The Rmeity’s three other children — Mohammed, 22, Fatima, 19, and 16-year-old Malak — were killed. So were Ali Rmeity’s parents, his three brothers and two sisters. His brother’s family who lived in the same building also died.

All but one of the Lebanese civilians killed Tuesday fell in air raids that Israel said targeted rocket positions near the Mediterranean port of Sidon. Four strikes on Ghaziyeh killed 13 people, one of them walking in a funeral procession to bury the dead from the day before.

In two days, at least 28 people were killed in the town, five kilometres south of Sidon, police and civil defence officials said.

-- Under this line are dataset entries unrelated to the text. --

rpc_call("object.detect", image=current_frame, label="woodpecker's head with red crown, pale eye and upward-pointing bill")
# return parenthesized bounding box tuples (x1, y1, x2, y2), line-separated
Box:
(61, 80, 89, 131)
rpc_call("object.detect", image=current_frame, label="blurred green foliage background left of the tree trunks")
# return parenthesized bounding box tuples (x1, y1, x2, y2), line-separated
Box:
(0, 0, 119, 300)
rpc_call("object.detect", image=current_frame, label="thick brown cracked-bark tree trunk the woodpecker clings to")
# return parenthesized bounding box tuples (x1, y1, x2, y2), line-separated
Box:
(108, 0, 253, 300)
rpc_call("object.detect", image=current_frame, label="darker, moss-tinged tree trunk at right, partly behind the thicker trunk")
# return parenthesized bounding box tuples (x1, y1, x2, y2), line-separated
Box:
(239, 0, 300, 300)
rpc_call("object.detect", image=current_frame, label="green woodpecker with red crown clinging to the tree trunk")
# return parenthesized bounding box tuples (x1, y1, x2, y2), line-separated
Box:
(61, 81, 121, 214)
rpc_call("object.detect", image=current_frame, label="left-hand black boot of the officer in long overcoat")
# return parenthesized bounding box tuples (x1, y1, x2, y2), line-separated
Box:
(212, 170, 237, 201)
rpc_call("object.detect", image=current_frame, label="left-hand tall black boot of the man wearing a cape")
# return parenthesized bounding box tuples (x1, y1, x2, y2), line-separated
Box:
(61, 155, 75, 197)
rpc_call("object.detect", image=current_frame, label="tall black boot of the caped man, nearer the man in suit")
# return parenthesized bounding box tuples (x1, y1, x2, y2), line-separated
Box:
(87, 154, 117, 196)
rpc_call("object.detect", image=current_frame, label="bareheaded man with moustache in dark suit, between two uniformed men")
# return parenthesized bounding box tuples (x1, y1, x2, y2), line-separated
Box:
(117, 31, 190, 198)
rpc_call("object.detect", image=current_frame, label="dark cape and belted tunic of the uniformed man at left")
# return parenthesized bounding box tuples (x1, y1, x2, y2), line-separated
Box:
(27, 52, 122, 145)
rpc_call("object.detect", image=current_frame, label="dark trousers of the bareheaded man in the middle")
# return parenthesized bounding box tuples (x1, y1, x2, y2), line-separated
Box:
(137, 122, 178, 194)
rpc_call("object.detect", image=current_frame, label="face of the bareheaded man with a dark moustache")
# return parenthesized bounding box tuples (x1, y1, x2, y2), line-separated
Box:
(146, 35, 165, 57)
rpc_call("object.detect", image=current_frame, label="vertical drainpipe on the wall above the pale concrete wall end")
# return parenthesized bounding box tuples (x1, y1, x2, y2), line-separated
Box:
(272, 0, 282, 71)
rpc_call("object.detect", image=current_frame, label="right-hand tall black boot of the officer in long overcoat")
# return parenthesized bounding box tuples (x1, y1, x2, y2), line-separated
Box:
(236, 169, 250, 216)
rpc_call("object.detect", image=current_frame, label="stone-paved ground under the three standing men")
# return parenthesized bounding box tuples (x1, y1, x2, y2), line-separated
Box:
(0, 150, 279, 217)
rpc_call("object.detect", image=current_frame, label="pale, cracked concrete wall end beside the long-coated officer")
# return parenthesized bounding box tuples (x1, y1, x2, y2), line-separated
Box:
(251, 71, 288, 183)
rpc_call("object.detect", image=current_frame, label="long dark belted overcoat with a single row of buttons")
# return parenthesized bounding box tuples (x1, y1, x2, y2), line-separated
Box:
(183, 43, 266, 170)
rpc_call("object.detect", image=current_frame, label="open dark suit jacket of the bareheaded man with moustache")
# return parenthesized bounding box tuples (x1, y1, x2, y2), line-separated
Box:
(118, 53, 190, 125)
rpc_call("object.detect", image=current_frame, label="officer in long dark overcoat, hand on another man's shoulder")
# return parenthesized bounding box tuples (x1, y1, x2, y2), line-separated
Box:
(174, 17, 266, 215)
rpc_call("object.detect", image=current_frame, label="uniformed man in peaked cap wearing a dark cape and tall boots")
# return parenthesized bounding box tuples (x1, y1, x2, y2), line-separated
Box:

The 14th person was killed Tuesday in an air strike in Rzoum, near Tyre and about 35 kilometres south of Sidon.

Since the fighting began, at least 684 people have died on the Lebanese side of the conflict. The Israeli toll stood at 100 killed — 36 civilians and 64 soldiers.

The United Nations suspended attempts to send relief to southern Lebanon because of heavy shelling in the area, said Christian Berthiaume of the World Food Program in Geneva, Switzerland, though aid shipments were arriving elsewhere in the country.

“The Israeli forces were warning today, saying that there shouldn’t be any vehicles in the southern part of Lebanon,” said “They had exempted humanitarian convoys (but) we decided not to go because there has been heavy shelling the last 24 hours.” The WFP and other UN relief agencies said they were frustrated over the difficulty of moving aid into Lebanon, and said what they had brought in so far was insufficient.

“There are two words that sum up where the humanitarian situation is, and these are ‘not enough,”’ said Wivina Belmonte of the UN Children’s Fund. “Fuel supplies are not enough, hospitals are on life support, supplies of humanitarian goods trying to get into the country are not enough.”